Except for that last part doesn’t that bio sound familiar?
It’s pretty much the same route WR Marcus Easley has taken. If you told someone a month ago that Easley would be playing football on Sunday’s when he got out of UConn, the answer would be ‘Wow. The rec leagues in Stratford just got some talent.’ But with the way Easley has played lately for the Huskies, it’s not a stretch to think he might have a shot in the NFL.
OK, he’s still got a long way to go and it’s not as if it’s sure thing. But stranger things have happened (or at least one thing just as strange).
Edsall, who has jokingly said that he and his coaches missed the boat by not playing Easley more before the Pittsburgh game, says the senior from Bunnell High is just doing his job in the offense the way it’s supposed to be done.
“He’s running the routes he’s supposed to be running,” Edsall said. “And based on what we see, the ball gets to go his way.”
In case you missed it Easley caught five passes for 157 yards Saturday against West Virginia. It was his third-straight 100-yard receiving day.

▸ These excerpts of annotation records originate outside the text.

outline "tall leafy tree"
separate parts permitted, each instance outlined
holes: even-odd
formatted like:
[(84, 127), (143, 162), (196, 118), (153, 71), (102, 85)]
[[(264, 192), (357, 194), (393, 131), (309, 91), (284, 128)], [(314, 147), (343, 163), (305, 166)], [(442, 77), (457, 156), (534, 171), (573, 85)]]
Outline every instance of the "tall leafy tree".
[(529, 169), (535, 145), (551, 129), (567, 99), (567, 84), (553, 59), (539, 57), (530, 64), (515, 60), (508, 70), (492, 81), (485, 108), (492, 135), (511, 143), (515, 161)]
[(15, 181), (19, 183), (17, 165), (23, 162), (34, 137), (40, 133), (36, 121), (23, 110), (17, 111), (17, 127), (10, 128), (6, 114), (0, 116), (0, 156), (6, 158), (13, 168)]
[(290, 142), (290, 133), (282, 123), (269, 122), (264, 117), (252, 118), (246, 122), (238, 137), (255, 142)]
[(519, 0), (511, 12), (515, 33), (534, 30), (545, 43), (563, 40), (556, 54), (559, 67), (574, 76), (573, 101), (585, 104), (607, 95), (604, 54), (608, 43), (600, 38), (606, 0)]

This on a team that last year sometimes didn’t look like it would have a 100-yard passer in some games.
Easley’s 88-yard touchdown catch from Cody Endres was the fourth-longest pass play in school history. And his 157 yards represented the 14th-best total by a receiver in UConn history (tying the 157 Dak Newton had against UMass in 1996).

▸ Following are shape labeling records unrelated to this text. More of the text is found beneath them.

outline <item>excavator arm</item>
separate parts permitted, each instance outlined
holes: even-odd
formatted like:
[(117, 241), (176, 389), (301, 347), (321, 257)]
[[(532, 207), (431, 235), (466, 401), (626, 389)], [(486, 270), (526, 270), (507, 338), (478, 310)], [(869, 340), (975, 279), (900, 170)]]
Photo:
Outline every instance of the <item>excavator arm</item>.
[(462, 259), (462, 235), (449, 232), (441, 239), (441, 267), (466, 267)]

– In case I didn’t mention it yesterday (I didn’t), UConn is now 1-14 against ranked teams.
– No kicker controversy yet but the coaches obviously want Dave Teggart to improve.
“I’m worried about what happened from last year to this year with him,” Edsall said. “I don’t know. Maybe I have to create some competion for him. When he had the competition, he was a lot better.”
Teggart beat out veteran Tony Ciaravino in the middle of last season and made his first 11 field goals. He was 13-of-15 in total in 2008.
This season Teggart is just 7-of-12 with two misses from 27 yards and the others from 42, 44 and 44.
“He’s just got to stop worrying about stuff and just go kick the ball,” Edsall said. “It’s more between the ears with him.”
Sounds a little like the old Matt Nuzie speech Edsall used to give, no?
I’m still convinced Nuzie had more leg than anyone ever has at UConn, but we all remember how he struggled at times with the ‘between the ears’ stuff. Or maybe he struggled with the coaches’ comments about his ‘between the ears’ stuff. Chicken or the egg, I guess.